One Mercator was shot down near Shanghai by Chinese fighters on 22 August 1956, with its crew of 16 all killed.[8] Another P4M-1Q was attacked by two North Korean MiG-17s on 16 June 1959 with heavy damage and serious injury to the tail gunner.[9] The aircraft were also operated out of Morocco by VQ-2, where one aircraft was intercepted near Ukrainian airspace by Soviet MiGs. It was shot down by the MiGs and crashed into Mediterranean Sea with the loss of all crew.[10] Another, on 6 February 1952, ditched north of Cyprus at night, out of fuel, with no power, losing only the Aircraft Commander/pilot after they were in the water (See United States Naval Institute, Naval History, March/April 1997).
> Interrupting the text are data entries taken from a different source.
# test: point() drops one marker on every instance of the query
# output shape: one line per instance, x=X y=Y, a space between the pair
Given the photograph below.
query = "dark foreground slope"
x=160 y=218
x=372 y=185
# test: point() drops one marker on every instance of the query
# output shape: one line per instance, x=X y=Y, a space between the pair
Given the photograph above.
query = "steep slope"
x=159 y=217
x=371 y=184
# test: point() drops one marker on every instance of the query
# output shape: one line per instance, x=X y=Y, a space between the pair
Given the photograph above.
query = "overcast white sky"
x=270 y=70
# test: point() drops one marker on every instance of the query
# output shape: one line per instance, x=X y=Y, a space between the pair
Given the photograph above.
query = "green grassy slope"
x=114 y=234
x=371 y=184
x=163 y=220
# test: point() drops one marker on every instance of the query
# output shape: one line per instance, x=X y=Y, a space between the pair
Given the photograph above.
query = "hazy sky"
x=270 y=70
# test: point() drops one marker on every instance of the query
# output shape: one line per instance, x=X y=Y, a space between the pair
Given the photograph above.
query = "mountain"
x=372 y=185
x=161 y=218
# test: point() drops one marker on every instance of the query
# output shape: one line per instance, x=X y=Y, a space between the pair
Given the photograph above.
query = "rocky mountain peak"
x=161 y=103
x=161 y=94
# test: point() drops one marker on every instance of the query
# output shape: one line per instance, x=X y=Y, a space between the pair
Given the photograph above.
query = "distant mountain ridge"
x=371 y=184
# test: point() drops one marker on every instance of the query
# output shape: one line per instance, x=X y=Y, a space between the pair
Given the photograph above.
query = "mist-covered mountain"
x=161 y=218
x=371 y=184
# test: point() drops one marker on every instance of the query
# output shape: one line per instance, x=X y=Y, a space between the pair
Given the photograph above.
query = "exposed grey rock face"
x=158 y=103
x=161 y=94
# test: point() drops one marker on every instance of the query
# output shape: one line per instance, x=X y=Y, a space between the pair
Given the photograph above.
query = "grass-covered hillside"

The crew was rescued by HMS Chevron. One P4M-1Q of JQ-3[11] crashed at Ocean View, Virginia, on 6 January 1958,[12] when it lost an engine on approach to NAS Norfolk, Virginia, killing four crew and injuring three civilians.
The Mercators were replaced by the EA-3B Skywarrior, which, being carrier-based, had a greater degree of flexibility and the larger Lockheed WV-2Q Warning Star. Final withdrawal from service was in 1960 after which all of the remaining P4Ms were scrapped.